Nijmegen

Stad Nijmegen, door Isaac Tirion (ca. 1740)

 

Nijmegen is een stad en gemeente in de Nederlandse provincie Gelderland, dicht bij de grens met Duitsland. De gemeente telt 176.731 inwoners (1 januari 2019) en is qua inwonertal de grootste stad van zowel Gelderland als Oost-Nederland en daarnaast de tiende van Nederland.

De stad ligt grotendeels op de zuidelijke oever van de Waal, aan de voet van een stuwwal. De zogenaamde Waalsprong ligt ten noorden van de rivier, een gebied waarin zich een nieuwbouwdeel van het dorp Lent en groot nieuwbouwplan ten zuiden van het Overbetuwse dorp Oosterhout bevinden.

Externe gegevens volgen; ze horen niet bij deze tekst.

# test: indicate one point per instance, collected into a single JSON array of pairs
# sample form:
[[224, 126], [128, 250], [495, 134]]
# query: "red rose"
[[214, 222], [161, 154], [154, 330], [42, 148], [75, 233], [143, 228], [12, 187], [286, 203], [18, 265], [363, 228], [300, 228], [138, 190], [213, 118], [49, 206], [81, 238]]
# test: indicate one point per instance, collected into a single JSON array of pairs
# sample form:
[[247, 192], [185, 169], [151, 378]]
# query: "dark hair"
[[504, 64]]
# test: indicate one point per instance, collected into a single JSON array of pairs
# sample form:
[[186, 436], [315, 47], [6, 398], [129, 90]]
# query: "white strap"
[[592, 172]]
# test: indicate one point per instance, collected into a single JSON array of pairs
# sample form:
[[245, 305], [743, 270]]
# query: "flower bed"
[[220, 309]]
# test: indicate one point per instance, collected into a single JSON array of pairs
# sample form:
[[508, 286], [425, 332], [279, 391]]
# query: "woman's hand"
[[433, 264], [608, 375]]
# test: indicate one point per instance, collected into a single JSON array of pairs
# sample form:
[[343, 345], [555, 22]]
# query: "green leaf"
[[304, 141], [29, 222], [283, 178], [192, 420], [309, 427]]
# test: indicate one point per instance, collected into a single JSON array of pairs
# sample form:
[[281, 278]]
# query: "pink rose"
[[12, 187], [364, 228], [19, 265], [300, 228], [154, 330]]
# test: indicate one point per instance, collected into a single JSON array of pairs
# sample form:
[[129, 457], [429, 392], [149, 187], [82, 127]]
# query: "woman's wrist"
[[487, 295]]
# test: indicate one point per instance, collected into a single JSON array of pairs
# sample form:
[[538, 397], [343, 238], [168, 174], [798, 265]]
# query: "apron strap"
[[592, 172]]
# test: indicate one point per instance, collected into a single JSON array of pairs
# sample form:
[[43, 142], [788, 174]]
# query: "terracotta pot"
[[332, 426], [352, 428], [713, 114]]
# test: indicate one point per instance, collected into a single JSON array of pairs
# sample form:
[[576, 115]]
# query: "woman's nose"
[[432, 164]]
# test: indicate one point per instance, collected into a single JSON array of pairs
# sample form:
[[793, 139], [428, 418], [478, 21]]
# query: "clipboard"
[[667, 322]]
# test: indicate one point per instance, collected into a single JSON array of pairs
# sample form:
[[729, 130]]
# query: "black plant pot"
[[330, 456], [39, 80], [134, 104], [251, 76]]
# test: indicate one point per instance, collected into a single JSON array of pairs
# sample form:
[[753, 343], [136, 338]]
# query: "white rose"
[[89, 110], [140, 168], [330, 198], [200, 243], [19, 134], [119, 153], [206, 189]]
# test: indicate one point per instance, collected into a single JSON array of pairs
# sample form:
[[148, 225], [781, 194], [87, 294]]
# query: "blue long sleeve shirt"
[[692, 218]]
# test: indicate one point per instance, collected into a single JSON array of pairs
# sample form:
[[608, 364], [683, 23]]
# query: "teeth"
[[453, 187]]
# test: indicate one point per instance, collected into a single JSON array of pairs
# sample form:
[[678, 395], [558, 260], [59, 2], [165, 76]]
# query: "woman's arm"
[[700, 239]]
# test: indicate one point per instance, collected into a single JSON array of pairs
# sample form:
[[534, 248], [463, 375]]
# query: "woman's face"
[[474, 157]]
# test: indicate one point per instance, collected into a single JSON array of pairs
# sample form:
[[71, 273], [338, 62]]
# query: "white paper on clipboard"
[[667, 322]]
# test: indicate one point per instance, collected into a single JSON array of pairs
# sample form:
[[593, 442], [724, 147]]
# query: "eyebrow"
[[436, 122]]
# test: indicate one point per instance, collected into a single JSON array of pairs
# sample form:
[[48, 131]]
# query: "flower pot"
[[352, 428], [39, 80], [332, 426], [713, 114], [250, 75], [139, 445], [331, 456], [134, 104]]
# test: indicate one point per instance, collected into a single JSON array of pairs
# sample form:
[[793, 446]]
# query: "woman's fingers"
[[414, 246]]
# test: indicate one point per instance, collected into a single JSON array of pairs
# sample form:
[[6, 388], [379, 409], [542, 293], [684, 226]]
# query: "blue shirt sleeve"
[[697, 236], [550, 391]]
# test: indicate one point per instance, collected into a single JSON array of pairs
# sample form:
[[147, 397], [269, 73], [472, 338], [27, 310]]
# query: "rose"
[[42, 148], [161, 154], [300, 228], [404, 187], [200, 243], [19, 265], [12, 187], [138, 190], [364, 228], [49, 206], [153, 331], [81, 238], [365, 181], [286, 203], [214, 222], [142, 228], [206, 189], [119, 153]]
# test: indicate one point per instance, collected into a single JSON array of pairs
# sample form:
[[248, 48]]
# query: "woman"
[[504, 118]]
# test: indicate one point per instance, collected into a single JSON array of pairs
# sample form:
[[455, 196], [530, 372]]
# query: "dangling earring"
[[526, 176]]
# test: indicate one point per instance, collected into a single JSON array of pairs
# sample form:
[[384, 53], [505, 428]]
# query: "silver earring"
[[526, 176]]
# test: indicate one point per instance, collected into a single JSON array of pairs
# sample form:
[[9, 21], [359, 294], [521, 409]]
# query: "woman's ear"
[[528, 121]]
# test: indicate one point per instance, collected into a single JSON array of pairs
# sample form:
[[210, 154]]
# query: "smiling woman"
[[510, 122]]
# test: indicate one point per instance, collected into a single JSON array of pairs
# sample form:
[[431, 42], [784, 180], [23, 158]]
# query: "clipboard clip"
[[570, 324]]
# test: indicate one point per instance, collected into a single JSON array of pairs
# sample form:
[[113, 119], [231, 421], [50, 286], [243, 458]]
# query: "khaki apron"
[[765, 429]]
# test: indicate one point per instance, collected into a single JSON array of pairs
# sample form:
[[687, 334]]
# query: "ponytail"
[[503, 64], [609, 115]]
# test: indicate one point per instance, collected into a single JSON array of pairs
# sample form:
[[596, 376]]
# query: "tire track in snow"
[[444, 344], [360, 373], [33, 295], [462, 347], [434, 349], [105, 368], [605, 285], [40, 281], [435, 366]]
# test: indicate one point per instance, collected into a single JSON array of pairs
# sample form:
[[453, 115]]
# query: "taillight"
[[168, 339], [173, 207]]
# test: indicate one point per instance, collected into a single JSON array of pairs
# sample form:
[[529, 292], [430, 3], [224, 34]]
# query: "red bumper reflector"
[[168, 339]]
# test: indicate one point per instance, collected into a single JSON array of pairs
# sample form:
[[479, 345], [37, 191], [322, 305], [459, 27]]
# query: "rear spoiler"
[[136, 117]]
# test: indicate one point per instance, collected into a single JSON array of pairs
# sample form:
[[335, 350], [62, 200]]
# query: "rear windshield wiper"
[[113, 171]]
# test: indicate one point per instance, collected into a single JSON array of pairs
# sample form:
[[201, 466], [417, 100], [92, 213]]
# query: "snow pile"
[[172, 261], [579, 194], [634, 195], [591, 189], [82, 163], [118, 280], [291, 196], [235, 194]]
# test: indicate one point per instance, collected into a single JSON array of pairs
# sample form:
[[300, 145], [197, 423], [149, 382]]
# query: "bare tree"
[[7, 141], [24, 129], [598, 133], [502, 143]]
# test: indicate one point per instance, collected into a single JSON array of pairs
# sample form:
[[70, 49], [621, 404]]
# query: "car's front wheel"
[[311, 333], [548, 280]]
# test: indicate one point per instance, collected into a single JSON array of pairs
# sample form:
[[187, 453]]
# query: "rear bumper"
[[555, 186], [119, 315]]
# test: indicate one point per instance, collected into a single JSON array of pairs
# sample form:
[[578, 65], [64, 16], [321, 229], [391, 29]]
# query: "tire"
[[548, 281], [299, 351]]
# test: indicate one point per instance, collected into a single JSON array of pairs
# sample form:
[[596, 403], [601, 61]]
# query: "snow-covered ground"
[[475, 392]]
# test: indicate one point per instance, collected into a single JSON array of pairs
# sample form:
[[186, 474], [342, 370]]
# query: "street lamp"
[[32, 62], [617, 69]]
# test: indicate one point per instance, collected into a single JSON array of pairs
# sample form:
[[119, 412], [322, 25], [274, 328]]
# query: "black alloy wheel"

Samen met Arnhem, Wijchen en 17 andere gemeenten in de omgeving vormt Nijmegen de Stadsregio Arnhem Nijmegen (SRAN, voorheen KAN) en is aangesloten bij het samenwerkingsverband Euregio Rijn-Waal. Van oudsher maakt Nijmegen met enkele andere gemeentes in de omgeving, zoals Wijchen, Beuningen en Berg en Dal, deel uit van het Rijk van Nijmegen.

Nijmegen heeft een lange geschiedenis die meer dan 2000 jaar teruggaat. Als Ulpia Noviomagus Batavorum kreeg het rond het jaar 100 marktrechten. In 1230 werd Nijmegen vrije rijksstad en in 1402 hanzestad. Nadat Nijmegen tussen 1655 en 1679 al eens een Kwartierlijke Academie huisvestte, is de stad sinds de komst van de Katholieke Universiteit (de huidige Radboud Universiteit) in 1923 een universiteitsstad.
De Latijnse term Noviomagus kan worden teruggevoerd op de Keltische woorden magos (‘vlakte’ of ‘markt’) en novio (‘nieuw’). De Romeinen latiniseerden dit vervolgens tot Noviomagus. Ze gebruikte deze als toponiem om verschillende steden mee aan te duiden. Nijmegen werd Ulpia Noviomagus Batavorum genoemd. In de tijd van Karel de Grote heette de stad Numaga, dat mettertijd in Nieumeghen (‘Nieuw-megen’) of Nymegen veranderde.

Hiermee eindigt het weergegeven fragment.